The BSE Sensex snapped a three-day slide on Tuesday as investors bet the Reserve Bank of India (RBI) will indicate a shift in its inflation-focused policy stance to support growth after industrial output shrank for the first time in more than two years.

The RBI is widely expected to pause its tightening cycle when it reviews policy on Friday, after raising interest rates 13 times since early 2010 to fight stubborn inflation.

"There are high expectations that the credit policy will at least signal an interest rate reduction, if not an actual reduction," said Deven Choksey, chief executive and managing director of brokerage K.R. Choksey.

The 30-share BSE index, or Sensex, closed up 0.83 per cent, or 132.16 points, at 16,002.51, after falling nearly 6 percent over the past three sessions.

The outlook for the benchmark, which is one of the world's worst performers this year having lost 22 percent, remains bearish.

"We saw a minor recovery because of a technical pullback," said Alex Mathews, head of research at Geojit BNP Paribas Financial Services.

"However, fundamental macro indicators are still giving a negative outlook for the market in the medium term. Going forward we may see further downfall," he said.

Energy major Reliance Industries, which has the heaviest weight on the main index, rebounded 2 percent and led the gains. The stock, however, is down 29.8 percent this year on falling gas output from its fields off India's east coast.

Software services bellwether Infosys, which gets more than half its revenue from the United States, rose 0.4 percent as a slump in the rupee to record lows was seen as boosting the company's earnings.
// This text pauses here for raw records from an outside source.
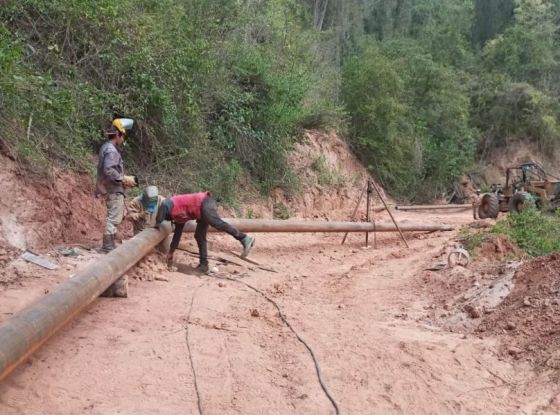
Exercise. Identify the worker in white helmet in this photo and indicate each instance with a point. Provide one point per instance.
(142, 210)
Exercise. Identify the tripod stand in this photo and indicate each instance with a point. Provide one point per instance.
(369, 188)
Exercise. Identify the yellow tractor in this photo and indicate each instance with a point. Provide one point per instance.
(526, 185)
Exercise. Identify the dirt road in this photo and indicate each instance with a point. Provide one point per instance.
(362, 311)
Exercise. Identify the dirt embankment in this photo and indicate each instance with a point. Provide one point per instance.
(331, 182)
(504, 296)
(36, 212)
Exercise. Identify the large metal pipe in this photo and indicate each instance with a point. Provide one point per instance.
(25, 332)
(270, 225)
(430, 207)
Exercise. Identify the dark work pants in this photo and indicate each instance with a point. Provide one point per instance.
(210, 217)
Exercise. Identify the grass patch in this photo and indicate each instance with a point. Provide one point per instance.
(327, 176)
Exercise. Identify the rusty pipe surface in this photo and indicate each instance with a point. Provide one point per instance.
(429, 207)
(270, 225)
(25, 332)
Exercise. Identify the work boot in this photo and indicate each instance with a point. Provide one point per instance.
(108, 243)
(202, 268)
(247, 243)
(118, 289)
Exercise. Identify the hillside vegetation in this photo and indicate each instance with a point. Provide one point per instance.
(220, 89)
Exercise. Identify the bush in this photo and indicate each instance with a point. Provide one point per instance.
(409, 119)
(218, 87)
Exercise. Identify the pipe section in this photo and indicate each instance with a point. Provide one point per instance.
(430, 207)
(270, 225)
(25, 332)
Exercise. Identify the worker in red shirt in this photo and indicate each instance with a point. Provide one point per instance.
(200, 206)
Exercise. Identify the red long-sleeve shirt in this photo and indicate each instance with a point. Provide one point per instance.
(187, 207)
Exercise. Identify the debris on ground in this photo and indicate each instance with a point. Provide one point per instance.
(38, 260)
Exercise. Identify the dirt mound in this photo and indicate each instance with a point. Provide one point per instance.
(529, 318)
(517, 151)
(497, 248)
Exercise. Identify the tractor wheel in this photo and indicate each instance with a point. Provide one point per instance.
(489, 206)
(520, 201)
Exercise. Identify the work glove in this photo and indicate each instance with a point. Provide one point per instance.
(130, 181)
(169, 259)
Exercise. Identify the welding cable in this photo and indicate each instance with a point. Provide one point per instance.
(315, 362)
(198, 400)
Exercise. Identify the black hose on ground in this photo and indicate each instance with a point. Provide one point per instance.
(313, 357)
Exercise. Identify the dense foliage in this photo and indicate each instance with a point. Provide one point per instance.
(431, 86)
(220, 88)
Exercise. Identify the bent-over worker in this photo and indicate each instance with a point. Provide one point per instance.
(200, 206)
(142, 210)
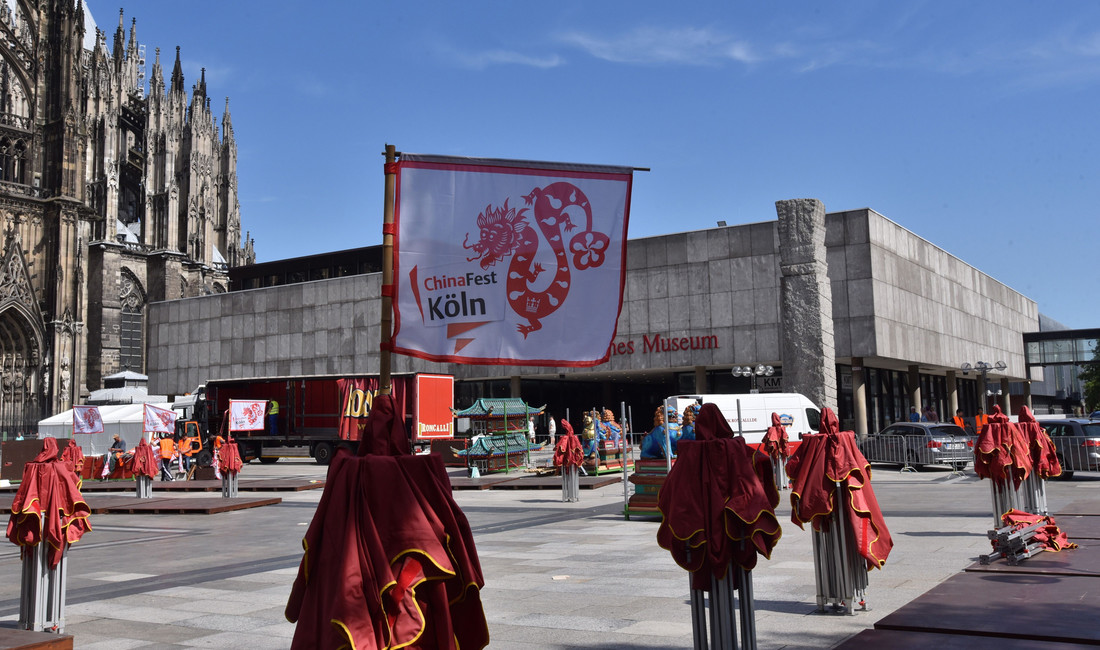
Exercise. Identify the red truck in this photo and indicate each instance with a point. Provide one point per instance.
(320, 412)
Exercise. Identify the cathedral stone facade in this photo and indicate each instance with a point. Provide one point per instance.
(116, 190)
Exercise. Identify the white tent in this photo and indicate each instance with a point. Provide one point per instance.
(125, 419)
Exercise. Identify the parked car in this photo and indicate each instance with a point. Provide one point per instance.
(1077, 441)
(920, 443)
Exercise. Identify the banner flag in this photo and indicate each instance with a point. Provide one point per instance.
(246, 415)
(162, 420)
(86, 419)
(508, 262)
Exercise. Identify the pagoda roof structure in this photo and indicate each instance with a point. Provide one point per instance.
(497, 408)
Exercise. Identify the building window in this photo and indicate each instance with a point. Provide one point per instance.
(130, 341)
(131, 327)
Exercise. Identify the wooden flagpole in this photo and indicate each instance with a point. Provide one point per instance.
(387, 270)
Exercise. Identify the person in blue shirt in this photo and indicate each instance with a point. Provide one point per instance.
(655, 445)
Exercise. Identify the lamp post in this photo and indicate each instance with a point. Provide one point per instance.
(754, 372)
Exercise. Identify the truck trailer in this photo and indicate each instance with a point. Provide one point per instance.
(318, 414)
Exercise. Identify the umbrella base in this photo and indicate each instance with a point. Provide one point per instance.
(42, 594)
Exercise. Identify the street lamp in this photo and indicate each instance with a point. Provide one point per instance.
(757, 371)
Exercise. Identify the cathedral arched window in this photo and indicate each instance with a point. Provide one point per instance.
(6, 160)
(131, 323)
(19, 162)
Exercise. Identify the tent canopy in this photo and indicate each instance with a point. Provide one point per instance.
(124, 419)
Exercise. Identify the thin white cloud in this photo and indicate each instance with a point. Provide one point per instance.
(655, 45)
(481, 61)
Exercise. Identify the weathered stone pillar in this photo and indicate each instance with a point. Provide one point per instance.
(805, 303)
(914, 388)
(953, 396)
(859, 396)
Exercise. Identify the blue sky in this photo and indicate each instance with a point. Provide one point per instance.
(972, 124)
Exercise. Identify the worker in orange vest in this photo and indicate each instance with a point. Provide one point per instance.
(167, 451)
(980, 420)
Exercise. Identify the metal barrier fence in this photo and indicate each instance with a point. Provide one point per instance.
(915, 451)
(1077, 453)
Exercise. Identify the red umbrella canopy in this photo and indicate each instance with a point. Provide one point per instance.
(1002, 453)
(1052, 537)
(144, 461)
(389, 557)
(48, 506)
(1041, 448)
(774, 439)
(568, 451)
(823, 461)
(718, 502)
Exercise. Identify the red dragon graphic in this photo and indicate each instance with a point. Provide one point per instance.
(505, 232)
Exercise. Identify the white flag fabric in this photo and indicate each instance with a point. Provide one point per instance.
(246, 415)
(508, 262)
(160, 419)
(86, 419)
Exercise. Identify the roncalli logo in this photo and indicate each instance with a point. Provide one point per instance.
(664, 343)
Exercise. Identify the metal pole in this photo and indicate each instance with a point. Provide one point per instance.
(668, 441)
(623, 440)
(388, 230)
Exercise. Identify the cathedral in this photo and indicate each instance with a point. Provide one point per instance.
(116, 190)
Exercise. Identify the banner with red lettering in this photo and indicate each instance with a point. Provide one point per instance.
(435, 420)
(246, 415)
(356, 396)
(162, 420)
(86, 419)
(508, 262)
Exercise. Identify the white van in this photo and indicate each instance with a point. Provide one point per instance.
(795, 411)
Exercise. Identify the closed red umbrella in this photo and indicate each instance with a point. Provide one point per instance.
(1002, 454)
(144, 462)
(568, 451)
(774, 439)
(822, 461)
(718, 494)
(389, 560)
(1041, 449)
(74, 456)
(48, 505)
(569, 455)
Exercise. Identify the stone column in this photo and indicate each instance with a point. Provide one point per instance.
(805, 303)
(914, 388)
(859, 397)
(701, 379)
(953, 396)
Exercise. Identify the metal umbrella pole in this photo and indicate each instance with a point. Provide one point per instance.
(144, 488)
(625, 441)
(42, 594)
(839, 571)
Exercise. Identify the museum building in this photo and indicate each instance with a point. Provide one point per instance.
(905, 316)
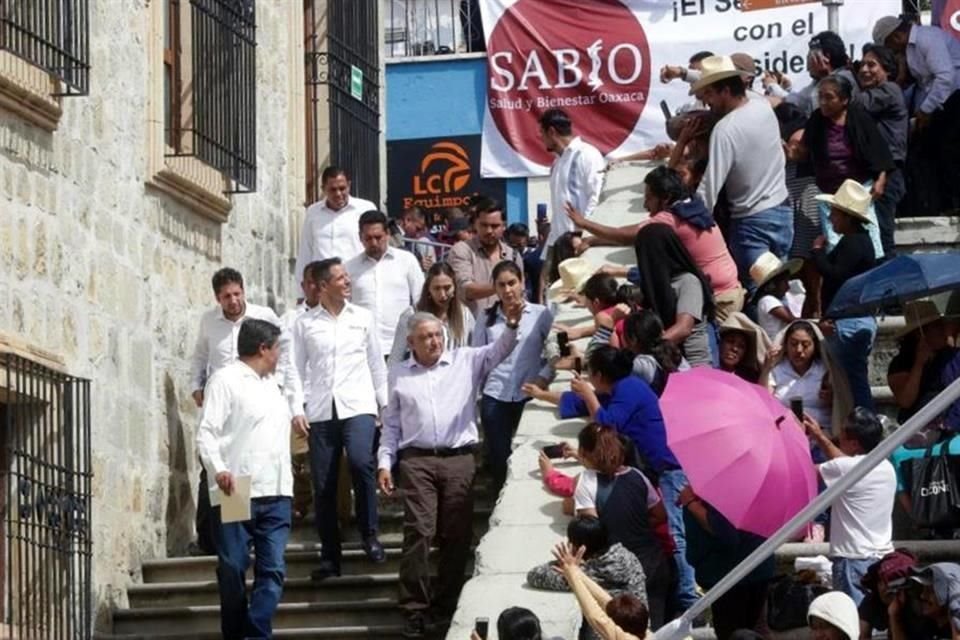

The rupee fell to as low as 53.52 to the dollar, taking losses to about 18 percent from its year-high in July, on worries shrinking domestic factory output and Europe's debt crisis could dampen risk appetite.

Data on Monday showed October industrial output slumped 5.1 percent, the first drop in more than two years, building pressure on the central bank to ease monetary or liquidity conditions.

On Friday, India slashed its full-year growth forecast amid slowing domestic and global demand and officials warned the government was facing a serious balance of trade problem.

Engineering conglomerate Larsen and Toubro, which could be hit by a slump in capital goods investment, fell 2.1 per cent.

In the broader market, losers led gainers 868 to 551 on total volume of 561.2 million shares.

The 50-share NSE index ended up 0.76 percent at 4,800.60, while the MSCI's broadest index of Asia Pacific shares outside Japan was down 1.11 percent by 1054 GMT.